Published: November 6, 2006
Since the start of the semester and my first column, I have received numerous compliments from people all over campus who enjoy “Vultures.” I don’t know where these people stand politically or who they voted for, but I value every one of them as readers regardless.
My column is not about soapboxing, it’s about giving everyone something interesting to read, and hopefully getting a laugh once in a while as well. That’s why even though my values usually don’t match those of some of the people in the White House, I am making sure that none of my readers feel alienated from this column.
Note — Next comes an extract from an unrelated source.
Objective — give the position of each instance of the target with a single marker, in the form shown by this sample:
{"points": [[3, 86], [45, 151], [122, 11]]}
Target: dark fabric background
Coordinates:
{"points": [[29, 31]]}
This Monday, President George W. Bush visited Pensacola to talk up his fellow Republicans Charlie Crist and Jeff Miller before the election on Nov. 7. Despite the fact that it was meant to be a quick speech and he wouldn’t be taking any questions, I still knew that if “Dubya” was in town I’d have to catch him.
The whole presentation before Bush spoke was similar to the mood before a rock concert or something. I felt like a lot of the anticipation was in simply waiting to see a famous person. Maybe politicians are taking America’s infatuation with celebrities and using it to their advantage. I’ve talked to politicians before, I’ve worked for politicians before, and this wasn’t like going to see a politician speak. It was more like going to Times Square and waiting for Britney Spears to look down and wave from the TRL window.
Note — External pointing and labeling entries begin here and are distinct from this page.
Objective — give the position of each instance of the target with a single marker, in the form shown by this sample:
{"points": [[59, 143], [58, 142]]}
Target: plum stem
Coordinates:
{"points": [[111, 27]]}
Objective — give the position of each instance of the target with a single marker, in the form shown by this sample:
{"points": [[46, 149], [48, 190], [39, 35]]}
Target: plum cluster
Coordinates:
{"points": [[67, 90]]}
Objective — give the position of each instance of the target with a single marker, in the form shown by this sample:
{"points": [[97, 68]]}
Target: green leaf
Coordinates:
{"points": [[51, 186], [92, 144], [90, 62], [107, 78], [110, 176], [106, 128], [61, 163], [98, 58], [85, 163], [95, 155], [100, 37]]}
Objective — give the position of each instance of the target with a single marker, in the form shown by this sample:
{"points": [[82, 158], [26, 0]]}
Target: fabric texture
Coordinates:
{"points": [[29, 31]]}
The actual speech was more or less a rerun of all the other speeches he’s made for the mid-term election. Bush talked up the local Republicans, then spent most of the time assuring everyone that everything that has happened in Iraq has been on purpose and that Democrats don’t have what it takes to protect the country or properly fight a war. (That was kind of interesting coming from someone who took us to war without the foresight of an exit strategy. I’m just saying.)
Towards the end, he started to tug the WWII heart strings, bringing up how Japan had once been our enemy after attacking our base at Pearl Harbor, but is now an ally. Even though Japan has established itself as a pacifist nation after the horrific nuclear blasts that rocked its soil over a half-century ago, the word “pacifism” was gracefully left out of W’s speech.
Bush even had some jokes too. At one point I swear I heard him say that 500,000 multiplied by 4 is 2,000. But I could be wrong; I’m actually very terrible with math.
Ideas are a funny thing, aren’t they? Republicans have an idea. Democrats have an idea. Terrorists have an idea. The founding fathers had an idea. I have an idea. I also have a column to write it in. But at the end of the day, ideas are only something that pop in and out of our brain (usually while we should be thinking about something else).
Reality is what really matters. Reality is where everything is happening and where we all find ourselves once we finish thinking about all these great ideas. And in reality, we’re all human (even Bush) and we should all be cool with each other instead of inheriting the beef between two opposing political parties.
I really must admit that I’m a sucker for unity, and it was really nice seeing several thousand people in one place all very happy and optimistic.
But when you divide people in half and tell this group to be happy over here and the other to be happy elsewhere, then it isn’t really unity. In unity there is no duality, no division, and no opposition. In reality there is unity, in ideas there is division. Don’t let your ideas distract you.